Continuous data can sometimes be made categorical as well. For example, height is a continuous variable, but for convenience in a research study we might want to classify people as "short", "medium", or "tall" rather than their precise hieght in centimetres. In research with children, participants are often categorized into groups such as grades 1-2, grades 3-4, grades 5-6, instead of treating grade (or age) as a continuous variable. This process of turning continuous data into categorical is called **discretizing** (making discrete). It can be useful if the data you collect aren't as continuous as the possible range of values (e.g., children's academic knwledge and abilities are typically more related to their grade level than their chronological age), or for ease of generalization.


## Plotting Continuous and Categorical Data

Recognizing which variables are continuous or categorical is important, because in many cases you need to plot them differently. Continuous data lend themselves to things like continuous lines (e.g., regression lines) and scatterplots. In contrast, plotting categorical data typically involves different plot "objects" for each category, such as difeerent bars in a bar graph, or different lines in a line plot.

## Nested Data

Nested data occur when some measurements are "nested" or isolated inside other variables. This is very common in cognitive and neuroscience research, where we take many measurements from each individual participant (e.g., lots of experimental trials, recording from multiple electrodes). Nested data can be continuous or categorical, but the variable that they are nested inside is almost always categorical (e.g., individual people or animals). In educational research, data may be collected from children in different schools; in this case data may be nested within each child, but children are in turn nested inside schools. 
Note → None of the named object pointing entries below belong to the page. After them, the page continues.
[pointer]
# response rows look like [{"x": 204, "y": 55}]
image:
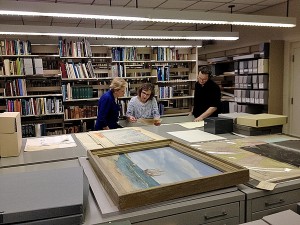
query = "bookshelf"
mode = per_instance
[
  {"x": 257, "y": 72},
  {"x": 30, "y": 84},
  {"x": 172, "y": 70},
  {"x": 56, "y": 86}
]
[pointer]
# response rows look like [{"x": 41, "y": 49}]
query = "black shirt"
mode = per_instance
[{"x": 207, "y": 96}]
Recognizing nested data is important because, typically, there is less variability within an individual (or other nesting category) than between individuals (or other categories). As we will shortly learn, in exporatory data analysis (EDA), as well as in statistics, measures of variability are an important way that we make inferences about the data. 

For example, say we run a reaction time experiment with 100 trials, and 10 participants. We thus have 100 x 10 = 1000 data points. The variability is likely lower within an individula than between – one participant may be on average 150 ms faster than another, but each individual may only show a variation of +/- 25 ms in their personal average reaction times. In this case, if we compute the averate over all 1000 trials, without considering nesting structure, our measure of the average variance across the 1000 trials will be very low, because each individual contributes so many (similar) trials. But if we first averate across the 100 trials for each participant, then compute the variability between these averages, we will most likely see higher variance, which reflects the true person-to-person variation.